Un étrange phénomène secoue le monde de la musique : le retour en grâce du disque vinyle qui faisait la joie de nos grands-parents. Dans son rapport publié en 2017, le syndicat national de l’édition phonographique (SNEP) affirme que les ventes de vinyles ont triplé entre 2012 et 2017. « Aujourd’hui, ils représentent parfois près de 20 % du chiffre d’affaires des maisons de disques et en moyenne autour de 80 % du chiffre d’affaires des disquaires indépendants », estime David Godevais, responsable du Disquaire Day, un événement qui remet chaque année (au mois d’avril) cette profession à l’honneur.

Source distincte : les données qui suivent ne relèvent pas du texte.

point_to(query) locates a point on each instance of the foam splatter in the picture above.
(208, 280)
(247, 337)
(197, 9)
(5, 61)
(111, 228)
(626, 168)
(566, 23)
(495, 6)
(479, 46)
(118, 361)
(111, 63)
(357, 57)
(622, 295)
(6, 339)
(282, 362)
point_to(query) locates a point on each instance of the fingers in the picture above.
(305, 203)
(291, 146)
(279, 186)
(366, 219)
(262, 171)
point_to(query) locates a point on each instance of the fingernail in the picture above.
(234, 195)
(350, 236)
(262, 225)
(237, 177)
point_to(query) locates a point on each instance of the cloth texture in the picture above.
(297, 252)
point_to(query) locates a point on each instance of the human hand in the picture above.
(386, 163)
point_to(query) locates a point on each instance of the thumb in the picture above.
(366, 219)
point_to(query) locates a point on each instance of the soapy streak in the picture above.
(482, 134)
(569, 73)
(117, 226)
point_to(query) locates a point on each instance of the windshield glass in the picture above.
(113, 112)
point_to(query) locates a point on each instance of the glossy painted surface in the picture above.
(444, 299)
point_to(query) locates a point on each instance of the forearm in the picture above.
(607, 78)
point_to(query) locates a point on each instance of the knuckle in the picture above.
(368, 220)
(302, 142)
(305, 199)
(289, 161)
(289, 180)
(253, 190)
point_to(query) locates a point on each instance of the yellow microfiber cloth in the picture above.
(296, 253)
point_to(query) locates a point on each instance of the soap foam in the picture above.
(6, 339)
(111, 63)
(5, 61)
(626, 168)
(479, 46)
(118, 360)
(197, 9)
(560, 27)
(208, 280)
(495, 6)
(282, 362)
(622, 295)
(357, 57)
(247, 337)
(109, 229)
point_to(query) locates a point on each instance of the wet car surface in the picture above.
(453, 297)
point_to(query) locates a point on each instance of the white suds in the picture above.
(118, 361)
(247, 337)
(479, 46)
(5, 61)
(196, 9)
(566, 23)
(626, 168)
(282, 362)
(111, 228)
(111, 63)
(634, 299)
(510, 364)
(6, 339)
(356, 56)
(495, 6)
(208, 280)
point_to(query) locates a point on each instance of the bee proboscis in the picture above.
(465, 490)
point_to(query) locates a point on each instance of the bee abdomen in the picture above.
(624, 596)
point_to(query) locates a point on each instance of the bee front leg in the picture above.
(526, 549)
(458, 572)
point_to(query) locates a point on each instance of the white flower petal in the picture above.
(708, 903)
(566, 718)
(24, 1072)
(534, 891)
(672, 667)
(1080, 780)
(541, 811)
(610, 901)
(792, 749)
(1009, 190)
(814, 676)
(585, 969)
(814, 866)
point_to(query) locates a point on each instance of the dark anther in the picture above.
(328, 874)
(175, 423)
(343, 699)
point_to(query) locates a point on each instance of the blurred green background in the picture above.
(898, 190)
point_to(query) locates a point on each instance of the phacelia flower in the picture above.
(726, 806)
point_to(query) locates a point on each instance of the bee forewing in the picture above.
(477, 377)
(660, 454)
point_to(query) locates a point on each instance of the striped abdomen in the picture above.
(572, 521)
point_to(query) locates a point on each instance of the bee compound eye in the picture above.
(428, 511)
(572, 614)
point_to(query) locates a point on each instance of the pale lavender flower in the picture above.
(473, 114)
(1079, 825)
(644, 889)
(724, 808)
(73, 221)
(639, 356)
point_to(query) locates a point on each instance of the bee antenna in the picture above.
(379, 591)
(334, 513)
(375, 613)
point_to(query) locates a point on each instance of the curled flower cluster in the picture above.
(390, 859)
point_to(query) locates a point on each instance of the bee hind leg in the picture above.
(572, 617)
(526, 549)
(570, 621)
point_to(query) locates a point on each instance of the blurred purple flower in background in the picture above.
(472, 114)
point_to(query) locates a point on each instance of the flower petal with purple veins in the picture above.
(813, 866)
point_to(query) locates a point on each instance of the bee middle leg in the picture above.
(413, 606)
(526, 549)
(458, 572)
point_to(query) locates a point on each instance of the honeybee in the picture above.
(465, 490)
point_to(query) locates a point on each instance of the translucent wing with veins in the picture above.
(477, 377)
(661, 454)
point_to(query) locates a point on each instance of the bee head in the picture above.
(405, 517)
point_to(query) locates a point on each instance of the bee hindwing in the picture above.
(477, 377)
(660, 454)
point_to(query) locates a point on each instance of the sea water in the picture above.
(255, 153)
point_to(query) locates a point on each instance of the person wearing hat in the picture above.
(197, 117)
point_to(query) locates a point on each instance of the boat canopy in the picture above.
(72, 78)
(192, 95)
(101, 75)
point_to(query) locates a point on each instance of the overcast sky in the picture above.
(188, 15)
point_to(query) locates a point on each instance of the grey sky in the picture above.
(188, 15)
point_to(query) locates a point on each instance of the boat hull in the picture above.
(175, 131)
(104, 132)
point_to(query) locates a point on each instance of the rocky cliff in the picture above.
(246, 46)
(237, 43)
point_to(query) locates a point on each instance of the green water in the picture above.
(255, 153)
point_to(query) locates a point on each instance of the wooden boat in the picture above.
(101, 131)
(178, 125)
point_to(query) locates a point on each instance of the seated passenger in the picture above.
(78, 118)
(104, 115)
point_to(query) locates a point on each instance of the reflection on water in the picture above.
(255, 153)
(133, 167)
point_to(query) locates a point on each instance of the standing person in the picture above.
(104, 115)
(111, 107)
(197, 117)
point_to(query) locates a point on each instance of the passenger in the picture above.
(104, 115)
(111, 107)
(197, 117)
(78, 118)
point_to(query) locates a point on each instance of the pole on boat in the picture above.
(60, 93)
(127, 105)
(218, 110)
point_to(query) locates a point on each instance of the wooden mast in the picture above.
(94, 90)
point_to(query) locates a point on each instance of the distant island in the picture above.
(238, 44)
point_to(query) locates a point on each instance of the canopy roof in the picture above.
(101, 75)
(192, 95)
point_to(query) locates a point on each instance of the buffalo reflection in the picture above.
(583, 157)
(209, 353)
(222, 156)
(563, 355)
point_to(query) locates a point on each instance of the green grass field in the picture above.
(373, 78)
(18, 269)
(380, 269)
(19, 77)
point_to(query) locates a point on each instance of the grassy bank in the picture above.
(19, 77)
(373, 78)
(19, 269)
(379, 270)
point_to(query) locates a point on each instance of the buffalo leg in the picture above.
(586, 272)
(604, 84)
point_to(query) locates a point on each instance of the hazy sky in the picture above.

Sur les brocantes et les sites internet spécialisés comme Discogs, les disques de collection s’échangent à prix d’or, tandis que de nombreuses nouveautés pop, rap ou électro bénéficient d’éditions sur ce support. Comment en est-on arrivé là ? Flash back.

1950

L’explosion du rock and roll va de pair avec l’apparition du disque microsillon, mieux connu sous le nom de « vinyle ». Disponible en deux formats : 45-tours (durée d’un single) et 33-tours (durée d’un album), il devient le symbole de cette nouvelle culture « jeune ». C’est aussi un objet qu’on s’échange entre amis, avec son odeur, son toucher, son look particuliers. Sur sa pochette, de grande taille (31,5 cm de côté), les plus grands artistes laissent libre cours à leur créativité. La star du pop art Andy Warhol peint une banane pour le Velvet Underground, Peter Blake réalise un décor grandeur nature pour le mythique « Sergent Pepper’s » des Beatles, le photographe Brian Duffy immortalise David Bowie et son maquillage électrique sur « Aladdin Sane », et le collectif Hipgnosis devient indissociable de l’oeuvre de Pink Floyd (la pyramide de « Dark Side of the Moon », c’est eux). Le vinyle est alors plus qu’un support d’enregistrement : il reflète les changements de son époque.

1982

Le lancement du disque compact (CD) change la donne. Non seulement ce petit rond de plastique est moins encombrant et plus résistant que le vinyle, mais il offre, diton, une meilleure qualité d’écoute. Cette même année sort « Thriller » de Michael Jackson, l’album le plus vendu de tous les temps : 66 millions d’exemplaires écoulés dans le monde. Le CD déferle sur le marché, la survie du vinyle ne tient qu’à un fil… Quinze ans plus tard, en 1997, l’invention du MP3 provoque une nouvelle révolution : la musique n’a plus besoin de support pour être écoutée et diffusée. Les sites de partage se multiplient sur Internet, suivis par les plateformes de streaming, qui proposent à bas prix (et parfois même gratuitement) un accès illimité aux sons du monde entier. Certains prédisent la mort du disque physique, ringardisé par Applus Music, Spotify, Deezer, YouTube ou Soundcloud.

2014

Le chiffre d’affaire du streaming dépasse celui des ventes de CD. C’est le moment que choisit le vinyle pour réapparaître dans le paysage. Avec une promesse : permettre aux mélomanes de (re)nouer un lien plus « physique » et personnel à la musique. Il ne s’agit plus seulement d’écouter, mais aussi de sentir, de toucher, de s’approprier la musique à travers un objet esthétique. La tendance est au « slow listening », qui consiste à écouter des disques dans leur intégralité, sans zapper d’un morceau à l’autre. Jack White écoule 150 000 exemplaires en vinyle de son album « Lazaretto », Daft Punk bat tous les records avec « Random Access Memories », et les rééditions de classiques (de Led Zeppelin à Nirvana) sont des succès. Toutes les générations se retrouvent autour de la platine. Le craquement des sillons, le souffle de fond et la chaleur du son procurent des émotions uniques… Le retour du vinyle est plus qu’un effet de mode : il vient combler un manque dans un monde devenu trop virtuel.